On July 14, the Westfield City Council was expected to vote on the proposed U.S. 31-Ind. 32 landmarks – also known as the “Westfield Towers” – but prior to the meeting the ordinance was tabled to a future time.
“It’s a very lightening rod item. I want to feel better about what the overall community feels,” Mayor Andy Cook said. “People agree there should be something.”
Cook said there is no timetable for the vote.
“No time right now,” he said. “We want to make sure it’s the right thing to do.”
A public hearing on the project was held at the June 23 Westfield City Council meeting. Eighteen members from the public spoke – five were against, three were neutral, and the rest were in favor. Proponents said the project will drive economic development and tie together two major city projects – the Grand Park Sports Complex west of U.S. 31 and Grand Junction Park and Plaza downtown.
Since the meeting, Cook said there has not been swelling support for or against the project.
“Nothing overwhelming either way,” he said.
If the vote had been held after the June 23 public hearing, it would have passed 4-2. Councilor Bob Smith was not in attendance at the meeting.
“Yes, we had the votes but we want to make sure it’s the right thing to do,” Cook said.

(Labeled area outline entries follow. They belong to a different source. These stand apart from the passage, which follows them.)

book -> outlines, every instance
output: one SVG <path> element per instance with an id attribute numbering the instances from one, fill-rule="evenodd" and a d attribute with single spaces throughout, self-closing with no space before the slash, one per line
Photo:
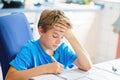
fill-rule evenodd
<path id="1" fill-rule="evenodd" d="M 61 74 L 45 74 L 36 77 L 32 77 L 28 80 L 77 80 L 85 77 L 88 72 L 72 69 L 72 70 L 64 70 Z"/>

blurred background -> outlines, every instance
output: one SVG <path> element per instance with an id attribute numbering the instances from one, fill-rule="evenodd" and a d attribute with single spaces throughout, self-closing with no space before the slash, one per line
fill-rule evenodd
<path id="1" fill-rule="evenodd" d="M 39 38 L 37 22 L 44 9 L 65 11 L 94 64 L 119 58 L 119 0 L 0 0 L 0 16 L 25 13 L 34 39 Z"/>

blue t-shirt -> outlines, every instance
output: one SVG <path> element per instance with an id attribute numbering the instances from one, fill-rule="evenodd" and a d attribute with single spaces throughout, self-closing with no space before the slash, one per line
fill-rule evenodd
<path id="1" fill-rule="evenodd" d="M 55 50 L 54 58 L 66 69 L 73 65 L 77 56 L 65 43 L 61 43 Z M 17 70 L 26 70 L 48 63 L 52 63 L 51 57 L 43 50 L 39 40 L 32 40 L 22 47 L 10 65 Z"/>

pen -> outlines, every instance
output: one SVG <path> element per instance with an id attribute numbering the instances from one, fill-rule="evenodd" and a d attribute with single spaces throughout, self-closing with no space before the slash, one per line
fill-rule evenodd
<path id="1" fill-rule="evenodd" d="M 53 62 L 57 62 L 53 56 L 51 56 L 51 59 L 53 60 Z"/>

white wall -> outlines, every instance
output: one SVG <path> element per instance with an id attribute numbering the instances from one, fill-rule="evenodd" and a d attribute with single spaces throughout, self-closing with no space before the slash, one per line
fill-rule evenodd
<path id="1" fill-rule="evenodd" d="M 85 43 L 94 63 L 115 59 L 116 56 L 118 34 L 113 32 L 112 23 L 119 16 L 119 4 L 104 4 L 104 9 L 97 11 Z"/>

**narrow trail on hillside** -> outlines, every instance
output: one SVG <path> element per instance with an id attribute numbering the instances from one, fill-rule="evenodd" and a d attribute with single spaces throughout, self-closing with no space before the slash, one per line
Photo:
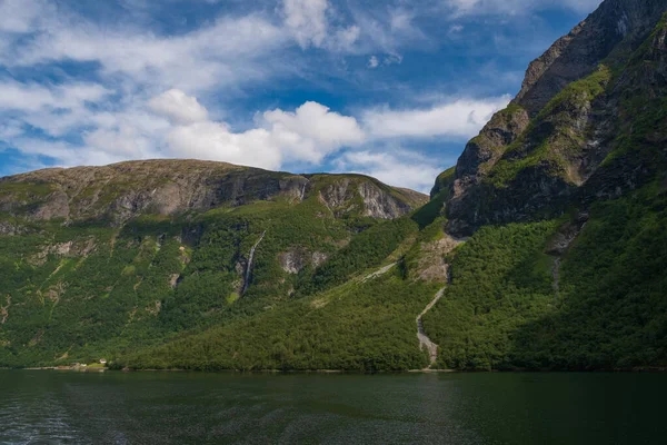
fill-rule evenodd
<path id="1" fill-rule="evenodd" d="M 369 279 L 374 279 L 374 278 L 377 278 L 377 277 L 381 277 L 382 275 L 385 275 L 385 274 L 387 274 L 389 270 L 391 270 L 391 269 L 394 268 L 394 266 L 396 266 L 396 263 L 391 263 L 390 265 L 387 265 L 387 266 L 382 267 L 381 269 L 379 269 L 379 270 L 376 270 L 376 271 L 374 271 L 374 273 L 372 273 L 372 274 L 370 274 L 370 275 L 367 275 L 366 277 L 364 277 L 364 279 L 361 280 L 361 283 L 366 283 L 366 281 L 368 281 Z"/>
<path id="2" fill-rule="evenodd" d="M 556 258 L 554 261 L 551 275 L 554 276 L 554 298 L 558 298 L 560 293 L 560 258 Z"/>
<path id="3" fill-rule="evenodd" d="M 442 298 L 442 296 L 445 295 L 445 289 L 447 288 L 444 287 L 440 290 L 438 290 L 434 300 L 429 303 L 428 306 L 426 306 L 426 308 L 421 312 L 421 314 L 417 316 L 417 338 L 419 338 L 419 350 L 424 350 L 424 348 L 426 347 L 430 359 L 430 365 L 428 365 L 426 369 L 430 369 L 438 360 L 438 345 L 431 342 L 431 339 L 428 338 L 428 336 L 424 332 L 424 322 L 421 320 L 421 317 L 424 317 L 426 313 L 432 309 L 434 306 L 440 300 L 440 298 Z"/>
<path id="4" fill-rule="evenodd" d="M 257 250 L 257 247 L 262 241 L 266 235 L 267 231 L 262 231 L 261 236 L 259 237 L 259 240 L 255 243 L 255 246 L 252 246 L 252 248 L 250 249 L 250 255 L 248 256 L 248 266 L 246 267 L 246 278 L 243 279 L 243 289 L 241 290 L 241 295 L 246 293 L 246 290 L 248 289 L 248 285 L 250 284 L 250 274 L 252 273 L 252 260 L 255 259 L 255 250 Z"/>

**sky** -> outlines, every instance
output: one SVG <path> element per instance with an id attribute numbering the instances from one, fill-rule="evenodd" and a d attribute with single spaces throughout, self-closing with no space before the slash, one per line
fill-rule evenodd
<path id="1" fill-rule="evenodd" d="M 0 176 L 196 158 L 428 191 L 599 0 L 0 0 Z"/>

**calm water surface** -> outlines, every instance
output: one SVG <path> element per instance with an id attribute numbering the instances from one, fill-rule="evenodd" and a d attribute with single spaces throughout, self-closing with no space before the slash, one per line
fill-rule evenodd
<path id="1" fill-rule="evenodd" d="M 664 374 L 0 370 L 0 444 L 666 444 Z"/>

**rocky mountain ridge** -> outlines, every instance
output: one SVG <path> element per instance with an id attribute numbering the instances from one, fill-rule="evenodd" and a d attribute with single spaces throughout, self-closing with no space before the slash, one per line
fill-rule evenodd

Cook said some of the feedback he’s heard about the project is that it is “too grand.” He said he has found that most of those with negative views don’t understand the background, intention or architecture interpretation of the project.
“People haven’t heard the whole story,” he said. “When people hear the story they tend to change their mind.”
“I can usually get them to a point when they start understanding what we’re trying to accomplish. It is a good thing for the city,” Council President Jim Ake said.
Ake said Westfield is fiscally strong and provides top notch public safety with a lean work force. He added that the city has established a laundry list of needed improvements and can complete them all and construct the towers.
“We are paving streets and putting in roundabouts. We need to make the world aware of what we have and we have the funds to do it,” Ake said. “Where are we not meeting the needs of the community? Tell me because I’d like to know.”
“I wouldn’t be doing this if we couldn’t afford it,” Cook said, adding the project will use utility funds and not taxpayer dollars. “It’s intended for economic development.”
Bids received by the city for the U.S. 31 landmarks project range from $2.45 million to $3.07 million.
The 100-foot towers will be created with precast concrete and stainless steel. The top and joints will be illuminated with digitally controlled LED lights, which can change colors depending on the season or special events.
Mark Beebe of architecture engineering firm RQAW Inc. said the towers include curves which add color and texture and stainless steel and painted steel at the top to provide a new look depending on sunshine and viewing point.
“It will be built with no maintenance in mind and to last a hundred years,” he said. “Single forms tended to make the stronger impact. Color and lights are for dramatic effect.”
As INDOT work at the intersection, it is installing the foundations for the towers at a price of $300,000 each tower. Officials said this cost is included in INDOT’s $350 million highway overhaul. Cook said the city has the next year of construction to decide soon whether to proceed with the project.